Is a longer essay really a better one? No. But, at the level the students were at, it just so happened that the students who were able to write better, also were able to write longer essays.

It could also be the case that length is one of the features your human graders are using to grade essays. I.e., it might really be causal, rather than merely correlated.

In my (anecdotal) experience, teachers certainly do this. While in college I developed the skill of utilizing excessively long and verbose language while elucidating simple points simply to incrementally increase the length of essays [1].

Luckily a great prof in grad school (thanks Joel) beat this bad habit out of me.

[1] In college I learned to pad my essays with verbose language.

fergal_reid · on June 11, 2012

Its possible. More generally, its also possible the human graders were doing a bad job; the ML system can only learn 'essay quality' to the extent that the training data reflects it.

However, the kaggle supplied 'straw-man' benchmark, which worked solely based on the count of characters and words in the essay, had an score of .647 with the training data. (The score metric used isnt trivial to interpret - it was 'Weighted Mean Quadratic Weighted Kappa' - but for reference the best entries had a score of ~.8 at the end)

The score of .647, just using length, is quite high. For length to have this powerful a causal predictive effect, the human graders would have to be weighting for length, as a feature, very heavily.

I can't rule that out; but I think its highly likely a major component of the predictive effect of length was correlative, rather than causal.
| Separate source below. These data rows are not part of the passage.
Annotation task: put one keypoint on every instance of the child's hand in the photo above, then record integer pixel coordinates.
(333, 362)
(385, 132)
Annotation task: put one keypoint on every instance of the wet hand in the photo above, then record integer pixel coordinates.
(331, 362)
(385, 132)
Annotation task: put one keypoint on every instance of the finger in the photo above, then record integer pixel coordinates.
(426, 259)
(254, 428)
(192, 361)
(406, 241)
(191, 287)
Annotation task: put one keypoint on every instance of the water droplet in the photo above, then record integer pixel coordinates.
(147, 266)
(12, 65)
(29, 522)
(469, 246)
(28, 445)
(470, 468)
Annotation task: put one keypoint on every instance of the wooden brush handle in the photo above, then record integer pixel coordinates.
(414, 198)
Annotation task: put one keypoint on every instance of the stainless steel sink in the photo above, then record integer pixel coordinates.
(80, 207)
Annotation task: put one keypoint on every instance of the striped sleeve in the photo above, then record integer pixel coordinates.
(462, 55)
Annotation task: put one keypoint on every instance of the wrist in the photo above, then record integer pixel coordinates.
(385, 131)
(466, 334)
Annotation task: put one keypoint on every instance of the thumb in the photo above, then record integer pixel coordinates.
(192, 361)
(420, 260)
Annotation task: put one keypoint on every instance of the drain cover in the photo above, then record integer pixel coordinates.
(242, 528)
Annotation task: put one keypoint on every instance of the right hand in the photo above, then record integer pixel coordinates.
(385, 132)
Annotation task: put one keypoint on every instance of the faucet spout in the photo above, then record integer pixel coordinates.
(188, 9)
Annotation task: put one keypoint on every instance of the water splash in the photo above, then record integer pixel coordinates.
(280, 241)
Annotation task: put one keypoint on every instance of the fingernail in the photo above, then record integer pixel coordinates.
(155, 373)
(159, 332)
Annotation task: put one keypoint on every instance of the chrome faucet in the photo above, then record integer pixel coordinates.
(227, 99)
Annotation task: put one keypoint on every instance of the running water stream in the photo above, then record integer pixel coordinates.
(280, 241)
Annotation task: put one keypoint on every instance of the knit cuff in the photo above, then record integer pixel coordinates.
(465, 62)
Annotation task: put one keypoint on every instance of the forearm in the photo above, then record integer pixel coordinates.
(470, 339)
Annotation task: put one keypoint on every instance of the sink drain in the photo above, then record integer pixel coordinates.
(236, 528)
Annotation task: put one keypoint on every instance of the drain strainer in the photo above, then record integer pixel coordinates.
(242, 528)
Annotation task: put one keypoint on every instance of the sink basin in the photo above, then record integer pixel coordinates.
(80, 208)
_delirium · on June 10, 2012

While you get good accuracy using techniques like this, its debatable how useful or robust this general approach is - because you aren't really measuring the quality of the essay, so much as you are trying to find features that just happen to be predictive of the quality. Certainly, it would seem fairly easy for future students to game, if such a system was deployed.

I'm not able to dig up the name, but there's a named effect in statistics (especially social-science statistics) describing exactly that. When you find a correlate of a desired outcome that has predictive value, a common result if you then set the correlate as a metric is that a substantial part of the correlation and predictive value quickly disappears, because you've now given people incentives to effectively arbitrage the proxy measure. You've said, I'm going to treat easy-to-measure property A as a proxy for what-I-really-want property B. Now there is a market incentive to find the cheapest possible way to maximize property A, which often ends up being via loopholes that do not maximize property B. A heuristic explanation is that proxies that are easier to measure than the "real" thing are also easier to optimize than the real thing. At the very least, your original statistics aren't valid anymore, because you measured in the context where people were not explicitly trying to optimize for A, but now they are doing so, so you need to re-measure to check if this changed the data.

gwern · on June 10, 2012

Goodhart's law?

_delirium · on June 10, 2012

Aha, almost it; I was thinking of the very similar Campbell's law, which your mention of Goodhart's law led me to. Somehow no combination of search terms got me to either of those when I was trying to come up with the name, though...

gammarator · on June 10, 2012

Very interesting, and a useful concept. Both grades and standarized testing themselves are subject to these pressures, obviously.